I was a colleague of Norman Lamb, who was formerly a Minister in the department. He was one of the people who was, as a Minister, most active in addressing the issue of the overuse of force in mental health. This is a campaign that he has continued to develop in his chairmanship of South London and Maudsley NHS Foundation Trust. It is a subject that I am very glad we are focusing on again.

Anybody who has visited a mental health facility in which there are people who are having acute episodes will know that there are times when, for the safety of the person and the safety of others, it is necessary sometimes to use restraint. However, as I think the noble Earl was alluding to in his introduction, the overuse and frequent use of force is often an indicator of substandard care. Therefore, it is very important that incidences of use of force and the reasons for it, as in his carefully crafted amendment, are recorded.

There are two things that I want to pick up with the noble Earl.
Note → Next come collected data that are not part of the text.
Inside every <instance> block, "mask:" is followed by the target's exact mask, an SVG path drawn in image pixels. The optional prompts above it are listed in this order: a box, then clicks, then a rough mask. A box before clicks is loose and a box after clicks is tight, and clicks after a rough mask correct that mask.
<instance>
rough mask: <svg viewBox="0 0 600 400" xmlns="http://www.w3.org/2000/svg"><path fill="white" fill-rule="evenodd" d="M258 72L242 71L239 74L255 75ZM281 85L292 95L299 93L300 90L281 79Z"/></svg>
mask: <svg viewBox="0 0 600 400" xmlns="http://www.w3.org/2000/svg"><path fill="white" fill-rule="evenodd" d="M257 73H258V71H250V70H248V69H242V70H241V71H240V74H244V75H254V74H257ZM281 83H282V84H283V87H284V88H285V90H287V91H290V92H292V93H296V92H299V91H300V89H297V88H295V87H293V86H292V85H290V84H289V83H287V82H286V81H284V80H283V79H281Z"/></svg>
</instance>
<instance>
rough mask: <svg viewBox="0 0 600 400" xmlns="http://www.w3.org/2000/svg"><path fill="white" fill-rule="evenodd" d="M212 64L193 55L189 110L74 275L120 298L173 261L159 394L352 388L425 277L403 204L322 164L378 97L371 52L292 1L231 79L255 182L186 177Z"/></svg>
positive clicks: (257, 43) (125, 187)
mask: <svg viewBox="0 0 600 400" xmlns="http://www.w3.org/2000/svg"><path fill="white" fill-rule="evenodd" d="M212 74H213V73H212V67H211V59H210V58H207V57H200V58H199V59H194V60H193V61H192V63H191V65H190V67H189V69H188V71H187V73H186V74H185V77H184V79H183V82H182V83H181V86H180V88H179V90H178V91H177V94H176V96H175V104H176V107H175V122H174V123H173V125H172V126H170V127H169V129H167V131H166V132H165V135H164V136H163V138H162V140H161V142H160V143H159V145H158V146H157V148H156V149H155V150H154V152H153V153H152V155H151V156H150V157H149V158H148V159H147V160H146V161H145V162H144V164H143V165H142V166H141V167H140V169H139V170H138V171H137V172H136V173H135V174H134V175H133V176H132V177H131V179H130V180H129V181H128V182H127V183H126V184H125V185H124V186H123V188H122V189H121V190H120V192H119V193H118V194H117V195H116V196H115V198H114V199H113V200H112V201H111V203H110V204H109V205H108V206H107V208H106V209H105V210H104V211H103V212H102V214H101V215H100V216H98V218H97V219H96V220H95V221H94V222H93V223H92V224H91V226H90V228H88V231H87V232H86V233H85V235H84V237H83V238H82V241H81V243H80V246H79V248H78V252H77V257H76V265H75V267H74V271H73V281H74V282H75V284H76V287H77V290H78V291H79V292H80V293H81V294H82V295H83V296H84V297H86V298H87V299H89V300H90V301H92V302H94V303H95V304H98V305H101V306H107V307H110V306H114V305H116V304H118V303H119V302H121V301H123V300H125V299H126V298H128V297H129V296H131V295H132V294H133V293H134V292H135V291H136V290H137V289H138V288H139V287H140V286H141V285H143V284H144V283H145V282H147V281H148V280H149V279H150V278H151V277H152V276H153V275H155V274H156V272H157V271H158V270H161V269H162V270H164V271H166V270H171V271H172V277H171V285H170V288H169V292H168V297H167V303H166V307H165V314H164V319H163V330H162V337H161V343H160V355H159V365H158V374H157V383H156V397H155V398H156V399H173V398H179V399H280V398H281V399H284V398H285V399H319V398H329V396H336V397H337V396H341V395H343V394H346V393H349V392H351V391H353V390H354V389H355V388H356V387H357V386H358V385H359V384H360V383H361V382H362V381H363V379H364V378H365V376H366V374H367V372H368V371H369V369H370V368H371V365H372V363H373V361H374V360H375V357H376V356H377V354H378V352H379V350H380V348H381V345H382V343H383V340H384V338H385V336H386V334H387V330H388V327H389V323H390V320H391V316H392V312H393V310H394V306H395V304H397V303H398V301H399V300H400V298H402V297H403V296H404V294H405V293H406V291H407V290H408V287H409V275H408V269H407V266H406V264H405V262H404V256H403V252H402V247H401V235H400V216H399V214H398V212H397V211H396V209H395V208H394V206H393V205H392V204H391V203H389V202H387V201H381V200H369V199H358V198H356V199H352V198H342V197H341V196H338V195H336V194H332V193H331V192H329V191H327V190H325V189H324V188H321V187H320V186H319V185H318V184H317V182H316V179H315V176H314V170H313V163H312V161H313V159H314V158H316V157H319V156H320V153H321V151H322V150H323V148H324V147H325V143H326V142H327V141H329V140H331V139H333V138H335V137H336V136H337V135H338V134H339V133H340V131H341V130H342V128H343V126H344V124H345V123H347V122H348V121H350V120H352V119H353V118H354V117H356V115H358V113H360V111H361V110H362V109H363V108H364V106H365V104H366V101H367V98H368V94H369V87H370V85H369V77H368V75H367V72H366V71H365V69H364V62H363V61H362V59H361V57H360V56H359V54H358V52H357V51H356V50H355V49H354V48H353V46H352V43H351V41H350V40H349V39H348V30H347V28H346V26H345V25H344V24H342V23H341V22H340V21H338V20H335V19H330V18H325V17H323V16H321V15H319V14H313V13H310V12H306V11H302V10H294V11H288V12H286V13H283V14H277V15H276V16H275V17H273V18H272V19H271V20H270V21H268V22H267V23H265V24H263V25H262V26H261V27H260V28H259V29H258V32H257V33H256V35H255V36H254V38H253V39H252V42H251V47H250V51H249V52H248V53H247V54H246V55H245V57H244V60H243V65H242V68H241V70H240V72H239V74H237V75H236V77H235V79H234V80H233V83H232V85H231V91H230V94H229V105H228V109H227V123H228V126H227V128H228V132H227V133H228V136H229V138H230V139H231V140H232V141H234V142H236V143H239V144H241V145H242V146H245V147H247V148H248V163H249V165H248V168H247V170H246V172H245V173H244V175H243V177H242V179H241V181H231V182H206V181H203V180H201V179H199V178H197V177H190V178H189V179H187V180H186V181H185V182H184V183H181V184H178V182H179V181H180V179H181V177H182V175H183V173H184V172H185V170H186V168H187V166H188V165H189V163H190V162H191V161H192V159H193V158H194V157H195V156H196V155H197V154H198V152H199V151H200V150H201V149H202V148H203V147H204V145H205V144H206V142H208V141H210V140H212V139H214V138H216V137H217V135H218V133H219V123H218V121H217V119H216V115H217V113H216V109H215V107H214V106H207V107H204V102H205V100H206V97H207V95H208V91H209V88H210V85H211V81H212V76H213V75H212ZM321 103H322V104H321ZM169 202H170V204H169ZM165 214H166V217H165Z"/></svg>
His amendment is very carefully crafted. In his introduction to it, he referred throughout to children, but his amendment relates not just to children but to all mental health patients. For that reason, I wish to concentrate on proposed new subsection (9). It says:

“In subsection (4)(k) the ‘relevant characteristics’ in relation to a patient mean—”,

and then lists all of the protected characteristics within the Equality Act, with one omission: gender reassignment. I therefore wish to ask him simply why people undergoing gender reassignment do not merit the same protection as everybody else.